Vacuum sealing is a process of food preservation which utilizes special canisters or plastic bags. Food is placed in the canister or bag which is then attached to a vacuum sealer which removes all the air from the container. This preserves the food for long periods of time. The bags can be opened and resealed (making them smaller each time), and they can be reused, frozen, boiled, and microwaved. Canisters are perpetually reusable, and they allow themselves to be opened and resealed throughout the day.
How many times have you thrown away food because it went stale or was freezer burnt? It's a frustrating task, and although I enjoy buying in bulk I despise wasting food. I'm disappointed when I pull a roast from my freezer that looks like a chunk of ice. Vacuum storage eliminates this problem, allowing me to produce a beautifully colored roast from the freezer months beyond its normal expiration date.

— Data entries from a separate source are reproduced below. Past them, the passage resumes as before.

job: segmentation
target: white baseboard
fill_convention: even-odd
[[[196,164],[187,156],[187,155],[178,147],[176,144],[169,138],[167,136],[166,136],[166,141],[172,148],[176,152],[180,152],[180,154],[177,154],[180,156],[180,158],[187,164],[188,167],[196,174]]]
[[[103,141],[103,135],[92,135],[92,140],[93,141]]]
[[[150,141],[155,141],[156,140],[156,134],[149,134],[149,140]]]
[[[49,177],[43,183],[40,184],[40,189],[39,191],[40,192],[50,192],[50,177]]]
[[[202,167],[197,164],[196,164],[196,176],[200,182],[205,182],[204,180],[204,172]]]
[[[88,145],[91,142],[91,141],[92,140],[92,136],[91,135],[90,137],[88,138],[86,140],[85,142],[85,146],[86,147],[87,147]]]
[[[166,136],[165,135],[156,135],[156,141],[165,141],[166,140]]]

By packaging a head of lettuce, which is pricey in my area of the country during the winter, in a vacuum canister I can preserve it for more than two weeks. All the while it looks as green as the day I brought it home.
I've even sealed leftover steak rolls in a canister and used them eight days later without noticing a difference in their freshness.
Save on Bulk
Bulk purchases ask for vacuum sealing. After buying a large block of cheese at a discount price, I can cut it into four chunks, seal each one in a vacuum bag, and enjoy it for months. Freezer foods stay fresher, bulk packages of cereals and cookies don't go stale, and fresh fruits can last for over a week.
Cost is a priority in our household, but so is avoiding waste. I'm not so upset if it costs a few more pennies as long as I don't waste food. However, I'm convinced that the initial investment in a vacuum sealer will pay off. The sealer systems aren't cheap, and neither are the bags and canisters. While the canisters are the priciest items, they earn their keep in that they're endlessly reusable. I haven't sat to do the math about the cost of the bags versus the savings on my meats and vegetables, but I don't think I'm going to do it. Like my canning, I enjoy this method of food preservation. My fridge looks full of fresh produce throughout the week and I'm throwing out very little if anything. Like all preservation methods, there is a cost. Canning requires pressure canners (more costly than the sealer system!), cans, lids, and the energy to boil the water. Freezers also ask for enormous amounts of energy as well as the initial cost of the freezer. In the end is a vacuum sealer any different? You be the judge.